Die kriminologische Analyse der strafrichterlichen Urteilsbildung wäre ohne Berücksichtigung der psychologischen Ebene unvollständig. Eine kritische Bestandsaufnahme der bisherigen rechtspsychologischen Forschung zum richterlichen Urteilen zeigt, daß eine kognitivistische und individualistische Betrachtung vorherrscht, die strafrichterliches Urteilen als Vorgang der Abbildung von Realität und Verarbeitung von Informationen auffaßt. Die Arbeit stellt dieser Sichtweise Theoriemodelle und Studien aus verschiedenen Disziplinen (Sozialpsychologie, Linguistik, Rechtswissenschaft) gegenüber, die Konstruktionsprozesse im Strafprozeß fokussieren. Die so entworfene Skizze einer psychologischen Theorie erfaßt einerseits die Struktur des richterlichen Urteilens und enthält auch ein Konzept des Richters als darin aktiv handelndem Akteur. Dabei weist sich strafrichterliches Urteilen als sozial regulierte Narrations- oder Diskurspraxis aus, mittels der im täglichen Handeln der Richter soziale Strukturen hergestellt und reproduziert werden.
Rezensionsnotiz zu
Frankfurter Allgemeine Zeitung, 06.11.2000
Milos Vec bespricht ein Buch, das sich mit diskursanalytischen Theorien richterlichen Urteilens befasst.
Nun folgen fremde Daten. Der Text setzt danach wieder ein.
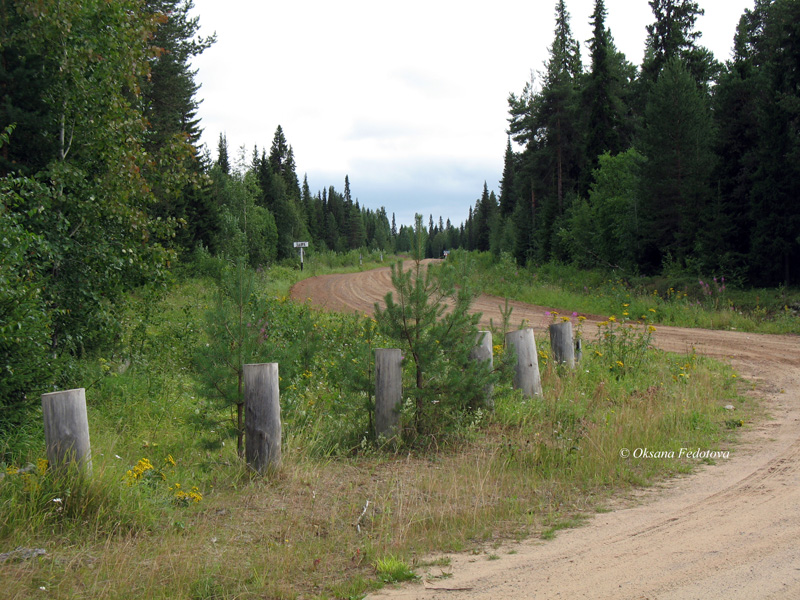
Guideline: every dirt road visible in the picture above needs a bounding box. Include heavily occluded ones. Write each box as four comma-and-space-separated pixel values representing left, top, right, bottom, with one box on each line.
292, 268, 800, 600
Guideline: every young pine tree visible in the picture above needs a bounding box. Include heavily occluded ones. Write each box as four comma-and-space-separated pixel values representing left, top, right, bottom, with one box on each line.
375, 215, 491, 438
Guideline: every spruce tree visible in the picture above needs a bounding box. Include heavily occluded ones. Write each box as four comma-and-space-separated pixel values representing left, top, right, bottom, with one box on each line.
640, 59, 714, 272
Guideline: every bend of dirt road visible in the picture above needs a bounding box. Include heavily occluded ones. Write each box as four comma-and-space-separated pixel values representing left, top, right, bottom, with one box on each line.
292, 268, 800, 600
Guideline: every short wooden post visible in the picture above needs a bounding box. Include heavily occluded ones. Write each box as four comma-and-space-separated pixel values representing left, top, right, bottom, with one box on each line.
42, 388, 92, 475
506, 328, 542, 398
243, 363, 281, 474
550, 321, 575, 369
469, 331, 494, 410
375, 348, 403, 440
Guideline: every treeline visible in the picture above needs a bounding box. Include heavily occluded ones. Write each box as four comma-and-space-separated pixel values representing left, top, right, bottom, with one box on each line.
464, 0, 800, 285
0, 0, 406, 439
0, 0, 219, 437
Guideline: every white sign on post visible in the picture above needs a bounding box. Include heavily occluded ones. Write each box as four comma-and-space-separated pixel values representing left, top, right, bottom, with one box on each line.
294, 242, 308, 271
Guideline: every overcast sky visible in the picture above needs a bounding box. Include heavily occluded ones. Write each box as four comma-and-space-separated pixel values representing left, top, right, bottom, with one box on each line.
194, 0, 754, 225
Die Autorin interessiere sich weder für staats-, verwaltungs- und zivilrechtliche Belange noch versuche sie, die theoretische Einführung zu ästhetischen bzw. moralischen Urteilen auszuweiten, bemerkt der Rezensent. Die Autorin stelle die These auf, dass allein die Sprache sowohl "Kriminalität" im Strafprozess fassbar macht als auch die "Zuschreibung von Verantwortung" in ihr stattfindet. Dabei stimmt der Rezensent der Einschätzung der Autorin zu, dass auch das Schweigen, von dem der Angeklagte mit Recht Gebrauch machen kann, "in der Praxis als Schuldeingeständnis" aufgefasst wird und somit für die Urteilsfindung relevant ist. Obwohl er findet, dass mitunter "Naheliegendes zu umständlich" nachgewiesen wird, und er bedauert, dass die Autorin sich nicht auf "konkrete Bestimmungen von Strafprozessordnungen" bezieht, lobt er das Buch dennoch als "wichtigen Baustein" und schätzt das "heuristische Potential der sozialpsychologischen" Perspektive als äußerst hoch ein.